I am trying to find out how to decompose conditional loglikelihood of a function to a conditional loglikelihood of an argument plus some reminder terms.
I.e. shortly: $$\mathcal{L}_E(\hat{E};\sigma) = \mathcal{L}_A(F^{-1}(\hat{E});\sigma) + \ldots$$ where $E=F({A})$, i.e. $F$ - my function, $A$ - my argument.
Real decomposition looks like this: $$ \mathcal{L}_E(\hat{E_1},\ldots,\hat{E_N};\sigma) = \mathcal{L}_A(F^{-1}(\hat{E_1}),\dots,F^{-1}(\hat{E_N});\sigma) - \sum^{N}_{i=1}\log \left[\frac{\partial F}{\partial A}\right] ((F^{-1}(E,\sigma)) $$
But for now, I can see how author obtained it.

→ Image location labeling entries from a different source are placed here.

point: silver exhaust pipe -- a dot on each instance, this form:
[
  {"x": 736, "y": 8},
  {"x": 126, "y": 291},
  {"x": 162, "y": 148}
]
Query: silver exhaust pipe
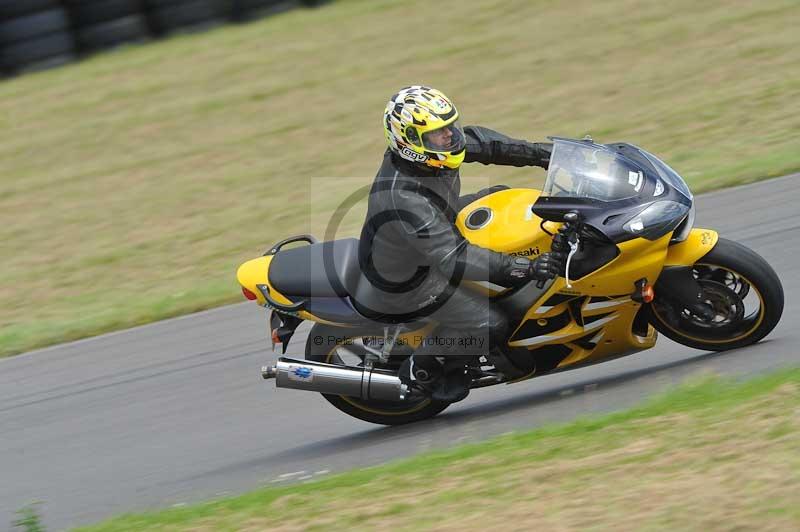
[{"x": 376, "y": 384}]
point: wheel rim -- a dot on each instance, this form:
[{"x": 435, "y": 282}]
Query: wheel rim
[
  {"x": 352, "y": 355},
  {"x": 737, "y": 305}
]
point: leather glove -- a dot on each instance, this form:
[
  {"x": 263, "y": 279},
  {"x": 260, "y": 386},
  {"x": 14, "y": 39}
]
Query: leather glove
[{"x": 545, "y": 267}]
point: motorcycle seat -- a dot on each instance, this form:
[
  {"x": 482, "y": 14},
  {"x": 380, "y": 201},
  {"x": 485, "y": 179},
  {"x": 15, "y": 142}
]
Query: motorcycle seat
[{"x": 325, "y": 269}]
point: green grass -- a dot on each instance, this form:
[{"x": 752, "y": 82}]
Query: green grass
[
  {"x": 134, "y": 183},
  {"x": 712, "y": 455}
]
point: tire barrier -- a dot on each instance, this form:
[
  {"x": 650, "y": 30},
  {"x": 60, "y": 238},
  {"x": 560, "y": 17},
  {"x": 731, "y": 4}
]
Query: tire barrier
[
  {"x": 100, "y": 24},
  {"x": 34, "y": 34},
  {"x": 168, "y": 16},
  {"x": 37, "y": 34}
]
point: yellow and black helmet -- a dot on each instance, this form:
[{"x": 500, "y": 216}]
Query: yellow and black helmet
[{"x": 422, "y": 126}]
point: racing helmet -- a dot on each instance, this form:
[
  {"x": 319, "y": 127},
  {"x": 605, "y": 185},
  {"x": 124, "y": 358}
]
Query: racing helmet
[{"x": 422, "y": 126}]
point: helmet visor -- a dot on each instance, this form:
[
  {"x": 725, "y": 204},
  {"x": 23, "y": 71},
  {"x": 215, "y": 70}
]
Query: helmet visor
[{"x": 447, "y": 138}]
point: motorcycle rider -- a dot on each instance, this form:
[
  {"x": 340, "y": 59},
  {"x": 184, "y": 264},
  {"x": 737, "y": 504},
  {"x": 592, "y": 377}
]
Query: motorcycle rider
[{"x": 413, "y": 254}]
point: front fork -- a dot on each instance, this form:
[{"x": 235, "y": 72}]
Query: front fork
[{"x": 677, "y": 283}]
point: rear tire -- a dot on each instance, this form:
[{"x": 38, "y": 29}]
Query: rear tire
[
  {"x": 728, "y": 271},
  {"x": 379, "y": 412}
]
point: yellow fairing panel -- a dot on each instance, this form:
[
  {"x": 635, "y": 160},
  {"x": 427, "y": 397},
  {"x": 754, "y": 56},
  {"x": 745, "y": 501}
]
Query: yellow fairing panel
[
  {"x": 694, "y": 248},
  {"x": 637, "y": 259}
]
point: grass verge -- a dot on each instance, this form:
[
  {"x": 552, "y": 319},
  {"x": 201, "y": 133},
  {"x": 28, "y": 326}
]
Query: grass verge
[
  {"x": 134, "y": 183},
  {"x": 712, "y": 455}
]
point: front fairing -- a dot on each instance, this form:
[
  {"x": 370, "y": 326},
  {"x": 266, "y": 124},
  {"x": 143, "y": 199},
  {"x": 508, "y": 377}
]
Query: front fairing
[{"x": 620, "y": 190}]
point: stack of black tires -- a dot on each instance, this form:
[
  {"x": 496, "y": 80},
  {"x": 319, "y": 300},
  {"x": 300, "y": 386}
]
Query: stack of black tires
[
  {"x": 40, "y": 33},
  {"x": 168, "y": 16},
  {"x": 34, "y": 34}
]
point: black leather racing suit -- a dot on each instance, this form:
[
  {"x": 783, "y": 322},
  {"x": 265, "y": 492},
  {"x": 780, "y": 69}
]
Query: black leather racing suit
[{"x": 414, "y": 256}]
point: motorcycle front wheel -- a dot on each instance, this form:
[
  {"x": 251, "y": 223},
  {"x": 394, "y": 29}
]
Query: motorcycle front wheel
[
  {"x": 744, "y": 292},
  {"x": 349, "y": 351}
]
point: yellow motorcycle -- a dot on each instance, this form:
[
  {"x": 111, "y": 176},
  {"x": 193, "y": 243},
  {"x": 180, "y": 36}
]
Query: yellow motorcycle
[{"x": 635, "y": 266}]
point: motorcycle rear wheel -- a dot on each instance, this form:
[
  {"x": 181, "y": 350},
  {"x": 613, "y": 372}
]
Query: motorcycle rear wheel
[
  {"x": 733, "y": 278},
  {"x": 379, "y": 412}
]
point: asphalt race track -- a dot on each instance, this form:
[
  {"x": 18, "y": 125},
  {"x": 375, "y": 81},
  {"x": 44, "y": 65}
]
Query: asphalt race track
[{"x": 177, "y": 412}]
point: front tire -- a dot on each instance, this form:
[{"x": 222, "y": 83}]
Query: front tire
[
  {"x": 742, "y": 288},
  {"x": 379, "y": 412}
]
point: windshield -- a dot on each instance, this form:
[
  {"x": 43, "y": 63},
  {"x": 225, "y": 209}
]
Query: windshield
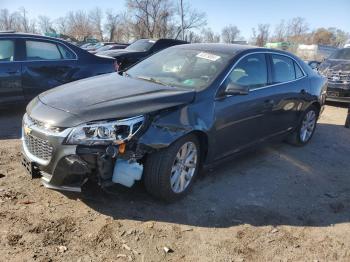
[
  {"x": 181, "y": 67},
  {"x": 141, "y": 45},
  {"x": 341, "y": 54},
  {"x": 104, "y": 48}
]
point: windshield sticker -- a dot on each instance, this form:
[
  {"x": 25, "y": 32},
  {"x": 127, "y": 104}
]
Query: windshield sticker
[{"x": 208, "y": 56}]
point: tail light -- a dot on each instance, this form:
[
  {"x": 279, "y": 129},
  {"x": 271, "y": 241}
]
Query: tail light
[{"x": 116, "y": 65}]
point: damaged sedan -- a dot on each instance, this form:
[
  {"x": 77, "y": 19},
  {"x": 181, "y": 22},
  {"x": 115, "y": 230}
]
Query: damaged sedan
[{"x": 183, "y": 109}]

It reminds me kind of Taylor expansion: $$E = F(A) + \int F(A)'dA + \ldots$$ where $F(A)$ should be $ \mathcal{L}_A(F^{-1}(\hat{E_1}),\dots,F^{-1}(\hat{E_N});\sigma) $, $ F(A)' \approx \left[\frac{\partial F}{\partial A}\right] $ and $ A \approx ((F^{-1}(E,\sigma))$.
But this is of course very vaguely written, as: not $F(A)$ but $A$ should be $ \mathcal{L}_A(F^{-1}(\hat{E_1}),\dots,F^{-1}(\hat{E_N});\sigma)$ and I do not write the integral in second case. Moreover we see equal expression, not infinite sum... Could somebody give a hint how to decompose it?
For simplification, I have been looking at case of just one conditional density function, but could not represent it so far.